The Taylor expansion of a function \(f(x)\) around \(x = 0\) is given by:
\(f(x) = f(0) + f'(0)x + \frac{f''(0)}{2}x^2 + \frac{f'''(0)}{6}x^3 + \cdots\)
- We have \(f''(0) = k\), so our Taylor expansion simplifies, and particularly the second order term is \(\frac{k}{2}x^2\).
- Substitute \(f(x)\), \(f(2x)\), and \(f(4x)\) using their Taylor expansions:
- \(f(x) = f(0) + f'(0)x + \frac{k}{2}x^2 + \cdots\)
- \(f(2x) = f(0) + f'(0)(2x) + \frac{k}{2}(2x)^2 + \cdots = f(0) + 2f'(0)x + 2kx^2 + \cdots\)
- \(f(4x) = f(0) + f'(0)(4x) + \frac{k}{2}(4x)^2 + \cdots = f(0) + 4f'(0)x + 8kx^2 + \cdots\)
- Substitute these expansions into the expression \(2f(x) - 3f(2x) + f(4x)\):
- \(2f(x) = 2(f(0) + f'(0)x + \frac{k}{2}x^2) = 2f(0) + 2f'(0)x + kx^2 + \cdots\)
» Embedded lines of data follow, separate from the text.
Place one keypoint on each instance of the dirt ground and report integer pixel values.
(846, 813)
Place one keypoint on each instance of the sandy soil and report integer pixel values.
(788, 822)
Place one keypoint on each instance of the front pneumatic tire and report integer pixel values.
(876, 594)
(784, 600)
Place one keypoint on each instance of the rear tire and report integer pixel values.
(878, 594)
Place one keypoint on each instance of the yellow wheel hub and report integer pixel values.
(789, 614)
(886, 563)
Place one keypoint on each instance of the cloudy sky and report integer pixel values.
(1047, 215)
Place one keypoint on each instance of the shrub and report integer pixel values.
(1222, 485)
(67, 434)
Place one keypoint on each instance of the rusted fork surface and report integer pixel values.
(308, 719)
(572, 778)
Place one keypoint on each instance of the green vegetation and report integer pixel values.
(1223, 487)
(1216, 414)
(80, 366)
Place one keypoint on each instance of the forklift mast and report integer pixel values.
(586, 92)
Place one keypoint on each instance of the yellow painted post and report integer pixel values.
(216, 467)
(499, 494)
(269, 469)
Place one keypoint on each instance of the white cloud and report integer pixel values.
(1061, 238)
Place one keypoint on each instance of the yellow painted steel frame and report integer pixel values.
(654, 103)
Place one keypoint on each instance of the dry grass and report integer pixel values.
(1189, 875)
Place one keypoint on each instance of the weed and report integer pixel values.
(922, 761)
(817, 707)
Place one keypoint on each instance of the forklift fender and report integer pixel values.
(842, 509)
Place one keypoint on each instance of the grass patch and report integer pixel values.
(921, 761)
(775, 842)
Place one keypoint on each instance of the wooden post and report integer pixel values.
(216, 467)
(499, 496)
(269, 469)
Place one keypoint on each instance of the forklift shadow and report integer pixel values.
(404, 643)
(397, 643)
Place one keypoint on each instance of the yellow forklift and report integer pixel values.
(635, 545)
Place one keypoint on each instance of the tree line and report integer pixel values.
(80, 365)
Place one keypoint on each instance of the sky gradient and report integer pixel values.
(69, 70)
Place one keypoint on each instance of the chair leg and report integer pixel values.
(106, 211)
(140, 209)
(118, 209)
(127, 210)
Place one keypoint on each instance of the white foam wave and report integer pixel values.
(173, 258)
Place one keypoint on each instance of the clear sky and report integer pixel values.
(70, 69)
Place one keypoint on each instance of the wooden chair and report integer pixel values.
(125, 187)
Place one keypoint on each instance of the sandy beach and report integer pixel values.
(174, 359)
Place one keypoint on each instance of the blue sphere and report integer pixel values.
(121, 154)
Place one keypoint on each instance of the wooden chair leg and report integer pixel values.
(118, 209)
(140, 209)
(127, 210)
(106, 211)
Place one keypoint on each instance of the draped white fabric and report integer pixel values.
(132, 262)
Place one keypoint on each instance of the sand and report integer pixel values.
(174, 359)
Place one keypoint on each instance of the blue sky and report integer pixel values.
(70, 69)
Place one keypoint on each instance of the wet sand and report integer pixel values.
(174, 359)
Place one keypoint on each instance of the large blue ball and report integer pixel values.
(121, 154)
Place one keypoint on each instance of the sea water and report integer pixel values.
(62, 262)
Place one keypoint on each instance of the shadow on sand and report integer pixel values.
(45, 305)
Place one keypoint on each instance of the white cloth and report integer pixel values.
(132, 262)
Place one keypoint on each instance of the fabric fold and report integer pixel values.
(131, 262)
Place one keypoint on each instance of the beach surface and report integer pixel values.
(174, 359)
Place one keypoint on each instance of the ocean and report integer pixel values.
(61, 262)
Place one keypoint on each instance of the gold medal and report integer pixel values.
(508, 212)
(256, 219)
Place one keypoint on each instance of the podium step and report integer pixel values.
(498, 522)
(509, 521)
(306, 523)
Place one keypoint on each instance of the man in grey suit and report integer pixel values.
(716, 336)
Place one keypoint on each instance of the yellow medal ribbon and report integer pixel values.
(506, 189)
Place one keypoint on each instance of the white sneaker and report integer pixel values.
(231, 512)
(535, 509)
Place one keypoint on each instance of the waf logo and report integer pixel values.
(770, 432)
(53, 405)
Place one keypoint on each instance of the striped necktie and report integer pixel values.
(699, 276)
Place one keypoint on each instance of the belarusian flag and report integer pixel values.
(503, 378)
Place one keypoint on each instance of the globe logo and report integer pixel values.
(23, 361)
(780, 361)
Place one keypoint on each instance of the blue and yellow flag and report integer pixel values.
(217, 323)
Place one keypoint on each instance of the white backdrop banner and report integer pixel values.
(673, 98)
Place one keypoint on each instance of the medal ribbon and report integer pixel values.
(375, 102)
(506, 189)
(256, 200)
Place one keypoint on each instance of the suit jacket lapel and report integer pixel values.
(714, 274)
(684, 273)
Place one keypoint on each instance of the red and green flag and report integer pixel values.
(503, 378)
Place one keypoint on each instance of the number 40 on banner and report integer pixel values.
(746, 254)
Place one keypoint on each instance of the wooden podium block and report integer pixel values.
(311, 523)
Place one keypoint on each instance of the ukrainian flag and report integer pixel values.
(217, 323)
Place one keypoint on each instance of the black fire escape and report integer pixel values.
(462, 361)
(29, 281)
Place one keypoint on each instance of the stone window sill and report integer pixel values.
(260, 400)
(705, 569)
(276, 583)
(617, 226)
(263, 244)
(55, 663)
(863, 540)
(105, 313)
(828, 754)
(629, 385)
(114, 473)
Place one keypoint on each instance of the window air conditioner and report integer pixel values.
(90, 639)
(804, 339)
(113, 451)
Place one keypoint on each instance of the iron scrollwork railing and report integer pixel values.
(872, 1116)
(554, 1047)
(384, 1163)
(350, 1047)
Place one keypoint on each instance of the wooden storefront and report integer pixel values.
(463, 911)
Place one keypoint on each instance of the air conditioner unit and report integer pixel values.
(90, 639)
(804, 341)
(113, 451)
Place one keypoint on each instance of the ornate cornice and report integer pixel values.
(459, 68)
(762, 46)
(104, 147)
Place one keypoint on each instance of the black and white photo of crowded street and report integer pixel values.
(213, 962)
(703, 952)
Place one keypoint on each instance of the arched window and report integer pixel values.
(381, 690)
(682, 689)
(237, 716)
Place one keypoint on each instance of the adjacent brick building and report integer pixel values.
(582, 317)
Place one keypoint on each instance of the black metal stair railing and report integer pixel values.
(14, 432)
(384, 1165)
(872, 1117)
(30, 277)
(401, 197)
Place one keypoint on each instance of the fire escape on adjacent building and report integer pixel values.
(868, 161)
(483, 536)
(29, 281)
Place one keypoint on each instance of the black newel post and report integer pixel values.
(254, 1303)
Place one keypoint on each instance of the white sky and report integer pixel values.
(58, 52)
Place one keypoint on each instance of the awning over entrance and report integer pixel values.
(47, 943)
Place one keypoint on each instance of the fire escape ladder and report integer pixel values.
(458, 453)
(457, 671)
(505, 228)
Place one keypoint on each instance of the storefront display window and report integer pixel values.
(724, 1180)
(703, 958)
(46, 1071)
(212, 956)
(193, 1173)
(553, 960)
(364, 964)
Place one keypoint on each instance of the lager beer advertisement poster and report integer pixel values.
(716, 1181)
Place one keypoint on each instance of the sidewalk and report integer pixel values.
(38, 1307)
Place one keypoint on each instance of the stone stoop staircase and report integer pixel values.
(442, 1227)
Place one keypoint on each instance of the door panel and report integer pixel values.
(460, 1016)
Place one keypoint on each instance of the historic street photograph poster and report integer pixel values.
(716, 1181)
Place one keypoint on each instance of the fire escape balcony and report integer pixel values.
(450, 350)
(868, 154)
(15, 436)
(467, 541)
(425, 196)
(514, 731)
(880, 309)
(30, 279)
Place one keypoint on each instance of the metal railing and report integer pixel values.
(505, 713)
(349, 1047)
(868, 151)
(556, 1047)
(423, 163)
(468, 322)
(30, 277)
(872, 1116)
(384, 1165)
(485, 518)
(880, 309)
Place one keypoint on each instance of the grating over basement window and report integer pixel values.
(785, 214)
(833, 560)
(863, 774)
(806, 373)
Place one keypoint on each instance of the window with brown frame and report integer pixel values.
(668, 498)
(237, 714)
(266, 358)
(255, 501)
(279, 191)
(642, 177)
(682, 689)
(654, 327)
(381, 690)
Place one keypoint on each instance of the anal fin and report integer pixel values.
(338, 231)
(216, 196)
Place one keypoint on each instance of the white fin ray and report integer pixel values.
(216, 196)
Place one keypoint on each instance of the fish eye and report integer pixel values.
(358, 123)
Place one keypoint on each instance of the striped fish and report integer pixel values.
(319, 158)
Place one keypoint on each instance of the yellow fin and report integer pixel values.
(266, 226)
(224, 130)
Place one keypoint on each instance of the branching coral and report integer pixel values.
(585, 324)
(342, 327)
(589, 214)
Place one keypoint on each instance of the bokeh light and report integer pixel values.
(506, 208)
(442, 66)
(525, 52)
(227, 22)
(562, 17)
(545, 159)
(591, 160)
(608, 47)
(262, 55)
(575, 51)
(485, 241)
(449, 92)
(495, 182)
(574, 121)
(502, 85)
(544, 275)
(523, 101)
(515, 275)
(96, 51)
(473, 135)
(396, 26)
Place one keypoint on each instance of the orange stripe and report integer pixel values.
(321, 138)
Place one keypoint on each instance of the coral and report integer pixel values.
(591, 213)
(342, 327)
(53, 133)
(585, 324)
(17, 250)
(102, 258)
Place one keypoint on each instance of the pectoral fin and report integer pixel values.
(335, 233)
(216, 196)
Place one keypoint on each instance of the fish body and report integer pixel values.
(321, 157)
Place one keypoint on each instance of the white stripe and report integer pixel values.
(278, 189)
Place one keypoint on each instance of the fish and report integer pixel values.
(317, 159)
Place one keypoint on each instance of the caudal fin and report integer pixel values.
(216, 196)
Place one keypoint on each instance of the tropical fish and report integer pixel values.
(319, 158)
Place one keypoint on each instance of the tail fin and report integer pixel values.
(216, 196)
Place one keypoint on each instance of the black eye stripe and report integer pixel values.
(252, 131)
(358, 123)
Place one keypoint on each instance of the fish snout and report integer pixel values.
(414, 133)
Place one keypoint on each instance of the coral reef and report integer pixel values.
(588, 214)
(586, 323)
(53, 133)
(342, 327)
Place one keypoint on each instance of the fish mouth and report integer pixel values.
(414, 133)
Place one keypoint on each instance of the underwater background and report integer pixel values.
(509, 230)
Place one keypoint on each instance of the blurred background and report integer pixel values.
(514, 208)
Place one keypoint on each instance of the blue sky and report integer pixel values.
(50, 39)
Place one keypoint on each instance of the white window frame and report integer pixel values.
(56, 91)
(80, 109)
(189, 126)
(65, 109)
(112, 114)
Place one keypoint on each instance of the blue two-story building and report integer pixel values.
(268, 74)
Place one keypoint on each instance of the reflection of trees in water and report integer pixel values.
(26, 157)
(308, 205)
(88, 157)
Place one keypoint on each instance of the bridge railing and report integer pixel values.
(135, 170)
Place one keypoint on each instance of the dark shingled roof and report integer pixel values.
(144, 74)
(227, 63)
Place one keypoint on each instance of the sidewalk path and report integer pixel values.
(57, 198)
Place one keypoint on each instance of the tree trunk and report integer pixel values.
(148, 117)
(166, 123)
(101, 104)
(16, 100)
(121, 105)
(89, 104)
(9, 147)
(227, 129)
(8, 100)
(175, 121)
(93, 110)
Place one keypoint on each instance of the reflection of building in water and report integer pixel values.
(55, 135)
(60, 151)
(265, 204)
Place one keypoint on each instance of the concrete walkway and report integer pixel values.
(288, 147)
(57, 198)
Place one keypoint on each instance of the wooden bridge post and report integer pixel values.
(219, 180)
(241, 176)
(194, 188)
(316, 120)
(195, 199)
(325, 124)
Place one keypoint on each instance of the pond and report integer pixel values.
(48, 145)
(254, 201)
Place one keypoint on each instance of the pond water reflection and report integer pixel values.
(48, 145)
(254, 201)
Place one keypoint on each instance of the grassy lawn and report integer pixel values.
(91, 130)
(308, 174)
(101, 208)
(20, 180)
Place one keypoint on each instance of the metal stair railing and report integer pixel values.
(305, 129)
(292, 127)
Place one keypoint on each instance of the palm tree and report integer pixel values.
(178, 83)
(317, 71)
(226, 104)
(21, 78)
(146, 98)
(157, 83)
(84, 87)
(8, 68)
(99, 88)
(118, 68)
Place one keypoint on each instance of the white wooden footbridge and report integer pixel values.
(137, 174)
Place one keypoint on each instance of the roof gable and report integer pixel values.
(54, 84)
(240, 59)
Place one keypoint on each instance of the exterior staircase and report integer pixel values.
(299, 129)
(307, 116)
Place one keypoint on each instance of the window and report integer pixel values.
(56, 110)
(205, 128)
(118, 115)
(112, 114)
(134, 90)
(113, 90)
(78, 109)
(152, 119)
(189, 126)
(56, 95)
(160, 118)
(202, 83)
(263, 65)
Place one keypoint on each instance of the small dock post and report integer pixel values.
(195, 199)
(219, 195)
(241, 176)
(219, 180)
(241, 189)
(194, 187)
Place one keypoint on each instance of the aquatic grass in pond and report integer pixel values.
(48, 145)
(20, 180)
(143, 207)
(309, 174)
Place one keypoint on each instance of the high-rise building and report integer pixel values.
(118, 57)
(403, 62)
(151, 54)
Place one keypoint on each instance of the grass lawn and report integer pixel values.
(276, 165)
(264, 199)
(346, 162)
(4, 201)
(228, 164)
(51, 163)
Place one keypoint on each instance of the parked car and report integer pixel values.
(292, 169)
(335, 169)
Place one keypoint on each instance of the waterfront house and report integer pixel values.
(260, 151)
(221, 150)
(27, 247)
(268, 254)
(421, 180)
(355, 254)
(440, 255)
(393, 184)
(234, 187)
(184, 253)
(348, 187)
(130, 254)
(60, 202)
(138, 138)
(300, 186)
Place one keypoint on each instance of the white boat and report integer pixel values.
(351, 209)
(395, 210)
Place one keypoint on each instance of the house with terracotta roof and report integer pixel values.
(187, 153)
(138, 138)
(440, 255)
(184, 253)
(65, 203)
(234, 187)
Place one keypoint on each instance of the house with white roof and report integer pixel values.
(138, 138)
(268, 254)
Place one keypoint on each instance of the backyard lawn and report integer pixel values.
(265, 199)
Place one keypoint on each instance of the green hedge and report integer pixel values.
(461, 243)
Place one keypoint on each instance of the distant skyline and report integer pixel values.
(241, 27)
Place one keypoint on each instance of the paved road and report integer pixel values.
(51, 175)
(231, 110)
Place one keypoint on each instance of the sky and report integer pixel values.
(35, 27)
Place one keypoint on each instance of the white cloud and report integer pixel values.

- \(-3f(2x) = -3(f(0) + 2f'(0)x + 2kx^2) = -3f(0) - 6f'(0)x - 6kx^2 + \cdots\)
- \(f(4x) = f(0) + 4f'(0)x + 8kx^2 + \cdots\)
- Calculate \(2f(x) - 3f(2x) + f(4x)\):
- \(2f(x) - 3f(2x) + f(4x) = [2f(0) - 3f(0) + f(0)] + [2f'(0)x - 6f'(0)x + 4f'(0)x] + [kx^2 - 6kx^2 + 8kx^2]\)
- The constant and linear terms cancel out, leading to \(3kx^2 + \cdots\) as dominant.
- Divide by \(x^2\):
- \(\frac{2f(x) - 3f(2x) + f(4x)}{x^2} = \frac{3kx^2}{x^2} = 3k\)
Hence, the limit simplifies to:
\(\lim_{x \to 0} \frac{2f(x) - 3f(2x) + f(4x)}{x^2} = 3k\)
Therefore, the correct answer is 3k.